Un communiste libertaire dans l’IFB
Les billets du blog de Damien Keller,
communiste libertaire engagé
au sein du Bataillon international de libération (IFB) en 2018.


Tenant compte de tous ces paramètres, et comme les organisations qui l’ont précédée, l’Union communiste libertaire doit défendre la révolution au Kurdistan par tous les moyens à sa disposition.
Notamment, elle

  • apporte publiquement son soutien critique à la gauche révolutionnaire kurde ;
  • agit pour soutenir, étudier et faire connaître la révolution politique au Rojava/Auto-administration du nord-est de la Syrie ;
  • réclame le retrait du PKK et des autres branches politiques armées de la révolution de la liste des organisations terroristes ;
  • réclame la vérité et la fin du secret d’État sur l’assassinat à Paris, le 9 janvier 2013, de Fidan Doğan, Sakîne Cansiz et Leyla Saylemez ;
  • réclame la libération d’Abdullah Öcalan et de tous les prisonniers de la gauche kurde et de ses soutiens.

Les interventions impérialistes et la domination capitaliste ne peuvent être arrêtées que par l’action internationaliste coordonnée des classes opprimées. En tant qu’anarchistes, nous devons faire tout ce qui est en notre pouvoir pour renforcer le mouvement révolutionnaire international anticapitaliste, antipatriarcal, anti-étatique et anti-impérialiste.

Pour cela, outre son action globale et continue, l’Union communiste libertaire agit au sein de la Coordination nationale solidarité Kurdistan, et avec l’ensemble du réseau international Anarkismo.
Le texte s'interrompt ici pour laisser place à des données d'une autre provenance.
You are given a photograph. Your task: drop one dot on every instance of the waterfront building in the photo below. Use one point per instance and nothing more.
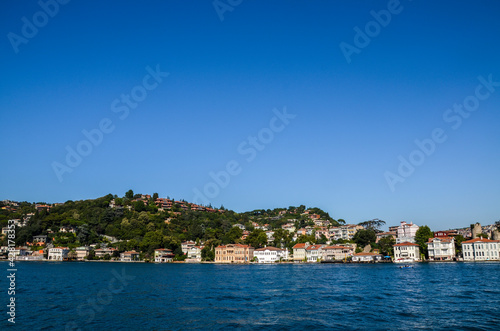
(337, 252)
(82, 252)
(406, 252)
(234, 253)
(58, 253)
(102, 252)
(441, 248)
(481, 249)
(391, 234)
(270, 254)
(367, 257)
(186, 246)
(299, 252)
(129, 256)
(406, 232)
(163, 255)
(314, 253)
(194, 252)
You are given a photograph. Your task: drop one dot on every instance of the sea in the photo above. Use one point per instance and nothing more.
(148, 296)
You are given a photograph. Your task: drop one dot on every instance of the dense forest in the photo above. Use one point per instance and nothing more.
(136, 222)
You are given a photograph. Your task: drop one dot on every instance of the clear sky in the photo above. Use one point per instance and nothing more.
(360, 101)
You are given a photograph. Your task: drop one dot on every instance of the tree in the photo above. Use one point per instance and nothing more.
(386, 245)
(364, 237)
(129, 194)
(257, 238)
(373, 224)
(207, 254)
(422, 236)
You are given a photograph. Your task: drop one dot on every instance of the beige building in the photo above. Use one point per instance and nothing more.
(406, 252)
(337, 252)
(441, 248)
(481, 249)
(234, 253)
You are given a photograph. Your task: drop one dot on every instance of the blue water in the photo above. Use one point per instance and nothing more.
(79, 296)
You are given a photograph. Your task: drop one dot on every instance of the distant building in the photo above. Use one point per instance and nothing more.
(441, 248)
(186, 246)
(129, 256)
(270, 254)
(406, 232)
(337, 252)
(406, 252)
(390, 234)
(234, 253)
(102, 252)
(163, 255)
(82, 252)
(58, 253)
(481, 249)
(41, 239)
(367, 257)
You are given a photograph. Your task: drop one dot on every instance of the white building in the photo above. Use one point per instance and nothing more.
(406, 232)
(270, 254)
(82, 252)
(481, 249)
(441, 248)
(163, 255)
(406, 252)
(186, 245)
(194, 252)
(367, 257)
(337, 252)
(314, 253)
(58, 253)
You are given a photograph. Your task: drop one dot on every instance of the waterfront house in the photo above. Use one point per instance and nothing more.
(21, 251)
(58, 253)
(41, 239)
(406, 232)
(389, 234)
(234, 253)
(299, 252)
(129, 256)
(337, 252)
(290, 227)
(195, 253)
(102, 252)
(367, 257)
(441, 248)
(314, 253)
(481, 249)
(270, 254)
(163, 255)
(82, 252)
(406, 252)
(186, 246)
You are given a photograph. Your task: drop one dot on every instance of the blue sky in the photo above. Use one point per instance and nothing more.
(225, 78)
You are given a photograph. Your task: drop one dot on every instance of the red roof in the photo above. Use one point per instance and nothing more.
(481, 240)
(268, 248)
(405, 244)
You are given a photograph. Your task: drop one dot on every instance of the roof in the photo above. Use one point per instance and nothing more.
(313, 247)
(481, 240)
(405, 244)
(337, 247)
(268, 249)
(445, 239)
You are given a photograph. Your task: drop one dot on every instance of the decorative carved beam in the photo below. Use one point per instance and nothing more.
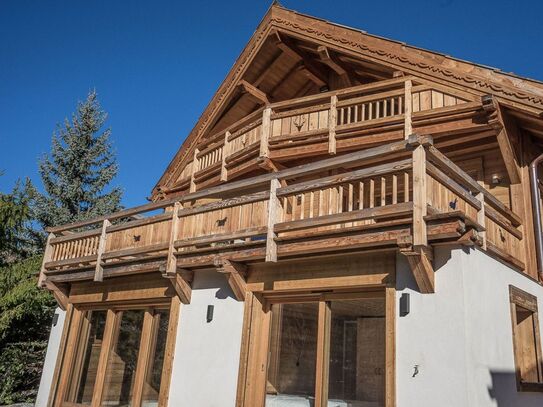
(256, 93)
(309, 69)
(335, 65)
(419, 259)
(506, 133)
(235, 274)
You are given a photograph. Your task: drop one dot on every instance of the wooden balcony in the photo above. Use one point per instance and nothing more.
(327, 123)
(404, 196)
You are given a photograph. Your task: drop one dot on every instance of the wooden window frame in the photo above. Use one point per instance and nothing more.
(520, 298)
(71, 338)
(252, 380)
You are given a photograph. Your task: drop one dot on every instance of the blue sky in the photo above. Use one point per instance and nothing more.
(156, 64)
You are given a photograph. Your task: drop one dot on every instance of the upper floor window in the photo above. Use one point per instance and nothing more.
(526, 340)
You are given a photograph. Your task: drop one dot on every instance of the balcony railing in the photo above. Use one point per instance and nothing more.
(330, 122)
(399, 195)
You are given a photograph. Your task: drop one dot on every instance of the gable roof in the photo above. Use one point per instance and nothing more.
(513, 91)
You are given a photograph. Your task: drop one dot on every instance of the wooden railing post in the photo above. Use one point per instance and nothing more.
(99, 270)
(332, 121)
(265, 134)
(225, 153)
(47, 257)
(408, 109)
(273, 214)
(171, 262)
(481, 218)
(194, 169)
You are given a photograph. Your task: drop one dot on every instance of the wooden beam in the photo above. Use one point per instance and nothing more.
(235, 274)
(309, 69)
(506, 133)
(256, 93)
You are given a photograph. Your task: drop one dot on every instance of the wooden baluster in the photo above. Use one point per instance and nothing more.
(406, 187)
(99, 270)
(383, 191)
(194, 169)
(265, 133)
(394, 189)
(372, 193)
(225, 153)
(481, 218)
(274, 208)
(361, 195)
(332, 121)
(47, 257)
(408, 123)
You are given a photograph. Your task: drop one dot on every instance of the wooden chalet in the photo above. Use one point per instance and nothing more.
(351, 222)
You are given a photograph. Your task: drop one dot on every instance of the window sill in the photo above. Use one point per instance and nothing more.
(531, 387)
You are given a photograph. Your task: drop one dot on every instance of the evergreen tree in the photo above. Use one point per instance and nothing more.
(77, 172)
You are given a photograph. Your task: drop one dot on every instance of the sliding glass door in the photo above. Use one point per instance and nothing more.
(327, 351)
(115, 357)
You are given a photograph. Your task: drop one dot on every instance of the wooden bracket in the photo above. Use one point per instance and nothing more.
(419, 258)
(61, 292)
(235, 274)
(506, 135)
(181, 281)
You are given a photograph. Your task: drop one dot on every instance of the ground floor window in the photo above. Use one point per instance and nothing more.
(115, 356)
(328, 350)
(526, 340)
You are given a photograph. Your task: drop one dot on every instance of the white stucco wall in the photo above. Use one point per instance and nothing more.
(460, 337)
(50, 360)
(206, 361)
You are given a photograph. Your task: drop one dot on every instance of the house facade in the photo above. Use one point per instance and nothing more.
(352, 222)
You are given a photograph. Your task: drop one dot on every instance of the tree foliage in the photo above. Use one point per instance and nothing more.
(78, 170)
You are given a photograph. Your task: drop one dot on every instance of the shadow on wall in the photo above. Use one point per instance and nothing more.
(503, 391)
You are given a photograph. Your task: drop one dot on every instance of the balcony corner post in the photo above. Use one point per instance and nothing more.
(99, 270)
(273, 215)
(481, 218)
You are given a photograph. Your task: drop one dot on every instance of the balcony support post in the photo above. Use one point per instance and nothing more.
(481, 219)
(419, 255)
(171, 262)
(265, 134)
(274, 207)
(194, 169)
(332, 121)
(99, 270)
(408, 109)
(47, 257)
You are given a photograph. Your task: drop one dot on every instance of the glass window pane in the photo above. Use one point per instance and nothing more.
(293, 350)
(151, 386)
(123, 358)
(357, 353)
(86, 357)
(526, 342)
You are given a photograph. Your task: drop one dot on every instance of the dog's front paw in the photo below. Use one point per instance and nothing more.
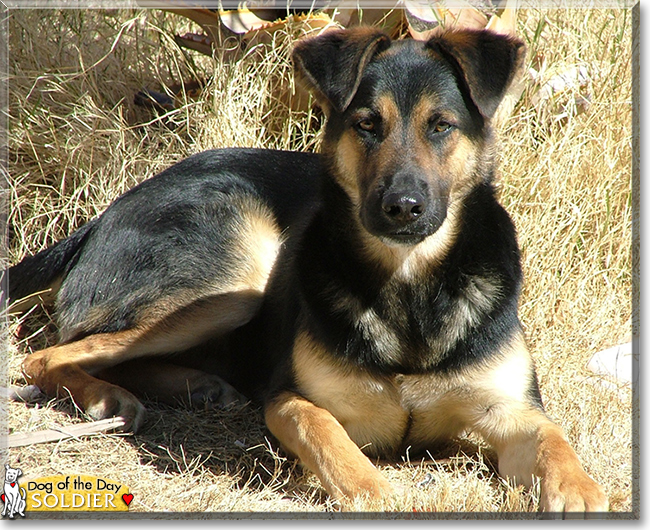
(576, 493)
(106, 401)
(213, 392)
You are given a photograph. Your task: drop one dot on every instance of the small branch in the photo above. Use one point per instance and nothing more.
(54, 435)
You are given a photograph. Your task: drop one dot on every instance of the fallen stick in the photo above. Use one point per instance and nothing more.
(55, 435)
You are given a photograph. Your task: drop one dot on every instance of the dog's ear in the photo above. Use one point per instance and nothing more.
(332, 63)
(487, 61)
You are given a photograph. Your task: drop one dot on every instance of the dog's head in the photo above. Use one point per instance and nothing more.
(408, 121)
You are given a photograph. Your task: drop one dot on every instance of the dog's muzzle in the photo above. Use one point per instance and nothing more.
(405, 212)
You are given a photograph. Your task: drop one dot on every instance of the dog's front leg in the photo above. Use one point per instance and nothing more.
(321, 443)
(541, 449)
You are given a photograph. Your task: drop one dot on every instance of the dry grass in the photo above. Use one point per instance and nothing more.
(76, 141)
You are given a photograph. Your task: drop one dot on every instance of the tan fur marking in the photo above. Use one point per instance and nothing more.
(258, 244)
(320, 442)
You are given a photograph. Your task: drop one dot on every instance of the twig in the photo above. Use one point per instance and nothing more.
(72, 431)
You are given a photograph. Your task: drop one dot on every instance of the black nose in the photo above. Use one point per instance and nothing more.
(403, 208)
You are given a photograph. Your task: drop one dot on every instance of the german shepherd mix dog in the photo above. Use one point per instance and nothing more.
(367, 295)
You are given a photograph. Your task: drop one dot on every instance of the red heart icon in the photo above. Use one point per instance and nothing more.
(127, 498)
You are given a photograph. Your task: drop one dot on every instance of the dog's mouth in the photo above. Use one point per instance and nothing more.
(402, 238)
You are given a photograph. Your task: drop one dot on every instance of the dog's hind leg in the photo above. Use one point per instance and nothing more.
(173, 383)
(69, 368)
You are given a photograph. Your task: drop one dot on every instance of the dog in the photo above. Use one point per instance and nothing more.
(367, 295)
(14, 495)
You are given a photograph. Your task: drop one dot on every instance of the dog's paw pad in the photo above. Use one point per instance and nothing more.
(114, 401)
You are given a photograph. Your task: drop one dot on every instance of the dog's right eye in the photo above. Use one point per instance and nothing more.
(366, 124)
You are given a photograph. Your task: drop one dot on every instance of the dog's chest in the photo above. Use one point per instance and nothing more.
(412, 328)
(383, 414)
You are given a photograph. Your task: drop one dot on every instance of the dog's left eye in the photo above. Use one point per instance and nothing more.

L’organisation continuera là aussi le travail effectué et l’approfondissement des liens tissés, notamment avec l’organe de représentation de la gauche kurde en France, le Conseil démocratique Kurde en France (CDKF).

Union communiste libertaire, mai 2021


UN PROCESSUS DE SYNTHÈSE

Lors de leur congrès d’unification de juin 2019, Alternative libertaire et la Coordination des groupes anarchistes ont décidé de ne pas
faire table rase de leurs orientations et élaborations passées, mais
de les synthétiser et actualiser progressivement. Ce texte a été adopté lors de la coordination fédérale de l’UCL de mai 2021.